The reason why I am no longer a pacifist



Vebjørn Selbekk, chief editor Norwegian Dagen

Sculpture "The Knotted Gun" at the UN Headquarters in New York. Photo EPA, Justin Lane

The notion that Christians should be pacifistic is utopic and, in addition, bad theology. But I understand those who support the idea. Previously, I was one of them.

I still remember the small-hearted feeling I had when I walked through the entrance of the sheriff's office in Stjørdal. A few days earlier, I received a letter with the police logo. The local police authority summoned me for questioning.

But I was neither a suspect nor a witness in any criminal case. Instead, the interrogation was about my refusal to serve in the Armed Forces for the first time.

Vebjørn Selbekk, chief editor Norwegian Dagen. Photo Vebjørn Selbekk

That was how it was at the end of the 80s of the last century. At the time, the Cold War was ongoing; fear of the Russians and the need for personnel in the armed forces were a real thing. Therefore, denying service to the military was a serious matter. It was so serious that the police had to be called in to investigate the reason for my refusal.

Only religious or philosophical convictions that it was not right to carry a weapon were valid reasons for exemptions. Then one received the opportunity to perform military service as a civilian worker instead, preferably at an institution or in a church, which was perhaps most relevant in my case.

However, anyone who refused service for another reason could get into serious trouble. At that time, there was a lot of debate about military denial on a so-called situational basis. It could, for example, be that someone opposed our NATO membership and therefore did not want to wear the Norwegian uniform. In such cases, the denier could end up in jail.

To distinguish worthy deniers from the unworthy, the long arm of the law had to become involved.

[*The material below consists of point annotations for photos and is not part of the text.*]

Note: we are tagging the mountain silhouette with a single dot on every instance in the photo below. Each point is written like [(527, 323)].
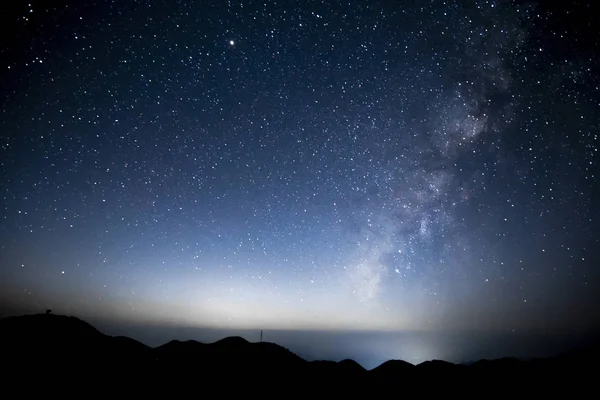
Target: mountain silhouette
[(48, 349)]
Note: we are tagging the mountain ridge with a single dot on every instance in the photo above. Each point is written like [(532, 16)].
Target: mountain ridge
[(49, 340)]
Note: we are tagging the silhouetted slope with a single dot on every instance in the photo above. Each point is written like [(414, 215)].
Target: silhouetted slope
[(53, 347)]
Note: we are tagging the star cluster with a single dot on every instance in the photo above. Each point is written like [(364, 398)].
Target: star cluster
[(404, 166)]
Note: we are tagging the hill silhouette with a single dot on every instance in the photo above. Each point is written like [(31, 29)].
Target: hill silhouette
[(48, 349)]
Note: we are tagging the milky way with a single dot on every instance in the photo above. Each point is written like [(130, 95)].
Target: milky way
[(383, 166)]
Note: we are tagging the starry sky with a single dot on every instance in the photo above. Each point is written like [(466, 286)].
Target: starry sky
[(351, 168)]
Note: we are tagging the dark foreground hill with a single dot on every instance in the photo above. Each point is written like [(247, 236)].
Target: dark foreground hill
[(52, 354)]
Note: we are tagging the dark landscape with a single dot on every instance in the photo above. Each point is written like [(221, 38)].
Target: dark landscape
[(48, 353)]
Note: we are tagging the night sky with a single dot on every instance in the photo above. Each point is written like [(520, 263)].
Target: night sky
[(420, 169)]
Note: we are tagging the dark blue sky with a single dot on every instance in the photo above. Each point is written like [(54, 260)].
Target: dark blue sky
[(411, 168)]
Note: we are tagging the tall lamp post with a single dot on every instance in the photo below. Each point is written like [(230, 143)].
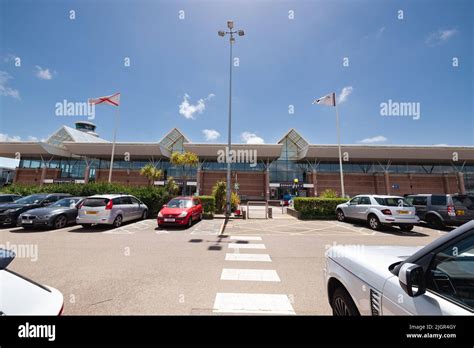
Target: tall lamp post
[(231, 33)]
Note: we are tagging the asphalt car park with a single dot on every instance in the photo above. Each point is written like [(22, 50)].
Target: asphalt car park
[(257, 266)]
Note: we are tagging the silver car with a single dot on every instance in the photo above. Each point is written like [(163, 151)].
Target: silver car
[(111, 209), (379, 210)]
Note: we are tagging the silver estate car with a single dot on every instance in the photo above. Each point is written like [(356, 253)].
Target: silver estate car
[(113, 209)]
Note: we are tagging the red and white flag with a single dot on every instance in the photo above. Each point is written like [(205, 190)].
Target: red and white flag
[(113, 99), (329, 99)]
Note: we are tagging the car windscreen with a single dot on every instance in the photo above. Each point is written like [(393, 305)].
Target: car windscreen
[(66, 202), (466, 201), (33, 199), (95, 202), (180, 203), (393, 201)]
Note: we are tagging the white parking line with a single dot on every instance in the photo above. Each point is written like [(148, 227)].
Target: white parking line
[(248, 257), (245, 237), (246, 246), (253, 275), (252, 304)]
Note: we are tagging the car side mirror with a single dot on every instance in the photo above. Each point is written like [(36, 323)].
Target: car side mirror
[(412, 279)]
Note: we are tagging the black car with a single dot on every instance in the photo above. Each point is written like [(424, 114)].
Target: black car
[(8, 198), (439, 211), (10, 212), (56, 215)]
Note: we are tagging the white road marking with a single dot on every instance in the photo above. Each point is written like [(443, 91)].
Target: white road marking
[(252, 304), (248, 257), (246, 246), (245, 237), (253, 275)]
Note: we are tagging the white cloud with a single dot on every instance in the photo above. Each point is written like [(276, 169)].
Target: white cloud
[(441, 36), (251, 138), (43, 74), (189, 110), (11, 138), (210, 134), (346, 91), (5, 90), (374, 140)]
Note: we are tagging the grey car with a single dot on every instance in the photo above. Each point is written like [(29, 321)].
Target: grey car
[(56, 215), (113, 209), (439, 211)]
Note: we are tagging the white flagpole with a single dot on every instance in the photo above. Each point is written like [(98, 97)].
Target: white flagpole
[(113, 144), (339, 146)]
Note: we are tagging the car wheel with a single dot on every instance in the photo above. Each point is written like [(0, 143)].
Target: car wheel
[(340, 215), (434, 222), (406, 228), (60, 222), (374, 222), (118, 221), (342, 304)]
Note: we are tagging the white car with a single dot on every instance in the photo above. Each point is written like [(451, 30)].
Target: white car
[(379, 210), (437, 279), (22, 296)]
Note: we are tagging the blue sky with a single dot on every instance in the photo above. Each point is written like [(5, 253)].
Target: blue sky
[(283, 62)]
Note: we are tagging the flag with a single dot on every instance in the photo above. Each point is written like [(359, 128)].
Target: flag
[(113, 99), (329, 99)]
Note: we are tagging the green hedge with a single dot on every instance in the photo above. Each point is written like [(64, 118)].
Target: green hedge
[(209, 206), (153, 197), (317, 208)]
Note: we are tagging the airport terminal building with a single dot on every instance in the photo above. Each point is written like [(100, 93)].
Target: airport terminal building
[(265, 171)]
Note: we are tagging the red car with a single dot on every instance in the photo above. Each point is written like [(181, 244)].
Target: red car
[(180, 211)]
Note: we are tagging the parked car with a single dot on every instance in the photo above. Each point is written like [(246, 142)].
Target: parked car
[(8, 198), (437, 279), (180, 211), (113, 209), (439, 211), (56, 215), (379, 211), (22, 296), (10, 212)]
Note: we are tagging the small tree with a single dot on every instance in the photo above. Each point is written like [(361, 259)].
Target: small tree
[(151, 173), (185, 161), (171, 186)]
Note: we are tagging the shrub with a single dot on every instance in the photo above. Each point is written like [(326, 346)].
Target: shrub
[(208, 205), (317, 208), (218, 191), (153, 197)]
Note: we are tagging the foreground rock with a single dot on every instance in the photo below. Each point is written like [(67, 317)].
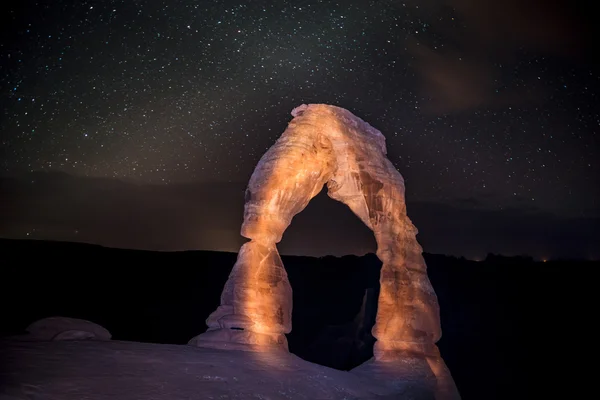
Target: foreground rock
[(129, 370), (63, 328), (327, 145)]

Once I sat in the chair in front of the policeman's desk, I was asked what I would do if a foreign power threatened to invade Norway. I must have said that I would pray to God to protect our borders but not resort to violence. I was holily convicted that it was not suitable for Christians to use force.

The police officer did not seem to be very impressed. But at the same time, this was precisely the answer that was needed to be granted civilian service. He and I both knew it. So, in a certain way, the problem was solved for both of us.

Dreams of a world without killing

I was reminded of this episode – which is now more than 30 years ago – when I read in Dagen about the well-known and respected Swedish Christian author Magnus Malm's thoughts on Christian pacifism.

In a well-written article, Malm presents a thought experiment he carried out in the light of Russia's war in Ukraine. He asks what would have happened if Ukraine had not resisted militarily.

First, Malm lists things that would not have happened: "No one would have been killed, children would not have been separated from their fathers, and no one would have been forced to move. No houses, schools, hospitals and other buildings would have been destroyed." In addition, Ukraine's wheat harvest would have been saved. Food prices in Africa would not have skyrocketed. We could have continued to work in peace on our climate problem. And so on.

Magnus Malm dreams of a life where "the Christians of the world simply decide not to kill each other." He writes that for him, as a Christian, Jesus of Nazareth is an "even more important guiding star than democracy and national borders." In practice, that is the same argument that I used towards the policeman, but then, in other words, as the word artist Malm, of course, expressed it much better than an 18-year-old from North Trøndelag with a free church background managed.

Christian pacifism sounds pious, but is wrong

Fortunately, my military history did not end at the sheriff's office in Stjørdal. Even though I was granted the opportunity to work in civilian service, I never managed to serve it. I was supposed to attend the Bible school in Uppsala for two years and therefore postponed the service.

Once back from Sweden, I had changed my mind: I was no longer a pacifist. Therefore, I returned to the sheriff's office. This time with the opposite message: I applied to serve my first military service. Again, the officer did not seem very impressed.

Although the Christian pacifist idea sounds very pious, I think it is wrong. The Lutheran two-regiment doctrine helped me sort out my thoughts on these questions.

First of all, the ideas that Magnus Malm advocates are entirely utopian. It is not true that no lives would have been lost if Ukraine had not resisted militarily against the invading Russian army. Just look at the pictures of massacred unarmed civilians in Bucha and other cities.

Also, the theology behind this thought experiment is very dubious. There is no Biblical ground for the argument that it is wrong for a Christian to serve in the military.

On the contrary, we learn from Romans 13 that the government is a servant of God. And we understand that God has a purpose with armament: The evil in the world must be kept in check.

That principle applies both within a nation as well as between countries. Ukraine's heroic military efforts have denied Russia the opportunity to conquer the capital Kyiv. NATO's armed forces prevent Vladimir Putin's war machine from attacking other countries in Central and Western Europe. And it is Israel's strong defence that prevents the country's enemies from destroying the only Jewish state in the world.

Aircraft soldier 140 Selbekk's military service at Værnes airport was probably not a crucial contribution to Norway's defence forces. But I am still proud to have fulfilled my duty.

This is a translation of an article that was published in the Norwegian Christian daily Dagen on April 22nd 2022.